My plastic bag recycling center

My plastic bag recycling center

Seeing all my plastic bags pile up has really motivated me to REDUCE all those bags coming into my life.  Some ways I’ve been able to reduce my plastic over the last year plus of bag recycling include:

  • Storing my re-usable grocery store bags in the trunk of my car.  That way I always have one when I need it at the grocery store, Target, hardware store, farmer’s market, mall, or thrift store.
  • Keeping a  small fold up bag in my purse, just in case I forget my bags in the car!
  • Baking my own bread, so very few bread bags.
  • Not bagging all produce items at the supermarket. A couple of lemons, limes, oranges, avocados, etc, can survive the cart.
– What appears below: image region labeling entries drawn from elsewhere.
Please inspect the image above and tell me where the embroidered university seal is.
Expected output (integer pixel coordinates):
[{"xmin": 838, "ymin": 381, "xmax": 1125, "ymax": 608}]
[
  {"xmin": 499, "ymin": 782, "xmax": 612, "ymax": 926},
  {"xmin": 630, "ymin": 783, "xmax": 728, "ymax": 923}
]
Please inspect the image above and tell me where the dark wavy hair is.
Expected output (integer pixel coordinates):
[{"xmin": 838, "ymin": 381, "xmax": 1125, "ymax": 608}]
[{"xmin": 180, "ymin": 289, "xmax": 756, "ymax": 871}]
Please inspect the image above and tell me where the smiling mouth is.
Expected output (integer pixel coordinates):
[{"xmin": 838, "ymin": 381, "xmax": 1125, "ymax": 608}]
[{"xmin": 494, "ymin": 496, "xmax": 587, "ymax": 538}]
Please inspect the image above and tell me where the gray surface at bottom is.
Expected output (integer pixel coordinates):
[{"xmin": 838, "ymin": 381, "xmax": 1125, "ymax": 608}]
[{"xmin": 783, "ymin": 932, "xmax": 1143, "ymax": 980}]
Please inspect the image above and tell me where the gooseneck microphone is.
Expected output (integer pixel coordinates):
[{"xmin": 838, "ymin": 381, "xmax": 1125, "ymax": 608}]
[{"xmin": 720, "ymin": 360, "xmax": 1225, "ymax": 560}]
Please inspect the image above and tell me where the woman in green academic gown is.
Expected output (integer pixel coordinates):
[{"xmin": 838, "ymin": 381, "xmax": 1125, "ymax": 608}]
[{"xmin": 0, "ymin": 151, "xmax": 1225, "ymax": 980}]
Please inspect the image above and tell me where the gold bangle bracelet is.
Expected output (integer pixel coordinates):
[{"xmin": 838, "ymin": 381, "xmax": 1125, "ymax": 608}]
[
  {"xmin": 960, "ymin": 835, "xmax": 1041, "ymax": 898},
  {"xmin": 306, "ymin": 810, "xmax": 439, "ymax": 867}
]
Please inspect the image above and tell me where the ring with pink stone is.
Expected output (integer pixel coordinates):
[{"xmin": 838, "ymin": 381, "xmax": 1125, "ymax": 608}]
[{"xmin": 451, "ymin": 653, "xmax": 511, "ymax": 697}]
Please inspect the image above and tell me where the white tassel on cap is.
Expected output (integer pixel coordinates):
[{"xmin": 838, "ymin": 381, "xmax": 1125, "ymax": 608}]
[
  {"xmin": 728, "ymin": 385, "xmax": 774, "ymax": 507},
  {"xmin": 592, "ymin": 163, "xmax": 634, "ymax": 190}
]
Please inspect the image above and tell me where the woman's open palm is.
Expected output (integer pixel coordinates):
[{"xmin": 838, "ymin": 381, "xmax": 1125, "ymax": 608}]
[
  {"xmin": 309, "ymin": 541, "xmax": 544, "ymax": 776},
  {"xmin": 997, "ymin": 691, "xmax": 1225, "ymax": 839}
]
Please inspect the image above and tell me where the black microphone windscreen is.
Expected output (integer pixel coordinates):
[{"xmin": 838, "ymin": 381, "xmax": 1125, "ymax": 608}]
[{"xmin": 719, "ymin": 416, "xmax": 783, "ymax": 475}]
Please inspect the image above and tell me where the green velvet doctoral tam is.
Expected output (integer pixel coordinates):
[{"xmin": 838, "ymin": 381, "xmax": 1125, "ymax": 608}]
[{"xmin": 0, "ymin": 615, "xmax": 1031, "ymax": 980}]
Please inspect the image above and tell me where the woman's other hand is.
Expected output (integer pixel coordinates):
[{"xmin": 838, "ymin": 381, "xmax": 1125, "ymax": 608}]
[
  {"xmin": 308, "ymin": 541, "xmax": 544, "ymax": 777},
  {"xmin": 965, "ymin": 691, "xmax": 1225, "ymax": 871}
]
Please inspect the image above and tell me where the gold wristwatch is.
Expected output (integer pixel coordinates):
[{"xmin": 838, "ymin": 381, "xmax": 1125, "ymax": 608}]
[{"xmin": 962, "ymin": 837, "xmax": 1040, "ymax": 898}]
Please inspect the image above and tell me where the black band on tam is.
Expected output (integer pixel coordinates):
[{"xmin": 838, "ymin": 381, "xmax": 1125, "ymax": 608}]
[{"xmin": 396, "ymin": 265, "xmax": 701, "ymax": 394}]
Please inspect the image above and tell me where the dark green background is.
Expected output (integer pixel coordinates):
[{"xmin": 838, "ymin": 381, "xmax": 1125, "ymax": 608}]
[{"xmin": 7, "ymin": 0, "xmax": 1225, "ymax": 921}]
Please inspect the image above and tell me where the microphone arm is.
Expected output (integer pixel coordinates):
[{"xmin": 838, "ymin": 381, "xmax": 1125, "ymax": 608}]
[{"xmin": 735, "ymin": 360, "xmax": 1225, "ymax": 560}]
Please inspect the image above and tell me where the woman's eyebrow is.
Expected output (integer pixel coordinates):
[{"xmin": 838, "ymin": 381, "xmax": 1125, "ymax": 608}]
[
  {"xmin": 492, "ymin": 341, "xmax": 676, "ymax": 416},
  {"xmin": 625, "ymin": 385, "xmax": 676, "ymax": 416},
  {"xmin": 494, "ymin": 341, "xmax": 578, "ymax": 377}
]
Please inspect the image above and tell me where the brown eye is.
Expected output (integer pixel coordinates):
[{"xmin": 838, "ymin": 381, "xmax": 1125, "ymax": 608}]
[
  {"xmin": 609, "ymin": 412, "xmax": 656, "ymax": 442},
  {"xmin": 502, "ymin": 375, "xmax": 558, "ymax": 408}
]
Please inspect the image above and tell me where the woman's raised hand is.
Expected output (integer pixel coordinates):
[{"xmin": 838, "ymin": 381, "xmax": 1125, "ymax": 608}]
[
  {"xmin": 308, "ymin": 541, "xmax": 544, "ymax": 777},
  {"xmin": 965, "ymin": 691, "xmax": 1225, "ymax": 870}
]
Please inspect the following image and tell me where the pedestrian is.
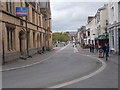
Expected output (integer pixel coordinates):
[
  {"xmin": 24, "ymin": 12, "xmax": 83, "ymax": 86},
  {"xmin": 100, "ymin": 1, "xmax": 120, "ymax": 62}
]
[
  {"xmin": 103, "ymin": 44, "xmax": 106, "ymax": 57},
  {"xmin": 89, "ymin": 44, "xmax": 92, "ymax": 52},
  {"xmin": 95, "ymin": 44, "xmax": 98, "ymax": 52},
  {"xmin": 98, "ymin": 44, "xmax": 101, "ymax": 49},
  {"xmin": 73, "ymin": 43, "xmax": 75, "ymax": 47}
]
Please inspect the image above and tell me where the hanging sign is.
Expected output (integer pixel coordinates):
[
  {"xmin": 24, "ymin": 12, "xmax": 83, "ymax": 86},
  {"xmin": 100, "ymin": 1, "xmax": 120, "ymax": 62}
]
[{"xmin": 16, "ymin": 7, "xmax": 28, "ymax": 16}]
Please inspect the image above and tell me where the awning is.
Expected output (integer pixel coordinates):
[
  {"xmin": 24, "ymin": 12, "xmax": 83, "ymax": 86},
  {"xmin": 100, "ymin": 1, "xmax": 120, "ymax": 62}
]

Because I know that a lot of these “recycled” bags are probably ending up as “fuel cubes” burned to release toxins into the environment, I want to reduce even further.  I’ve noticed that many of the bags coming into my life are from others (my mom) bringing us items or from the farmers market, where it is impractical to forgo a bag.  Can you imagine me saying, “Well, I see that you have that 15 lbs of apples in a large plastic bag.  How about I transfer each one of them into my little cloth bags, one by one?”  I may not be able to eliminate of these bags and plastics, but I can think of a few more things to try like making or buying “produce” bags for use at the grocery store or buying beans in bulk quantity where they are sold in cloth sacks.  I also need to be stricter about remembering to use my bags every time I go to any store, not just grocery stores, where I am most accustomed to using them.

Any other ideas of how to reduce the amount of plastic coming into the house?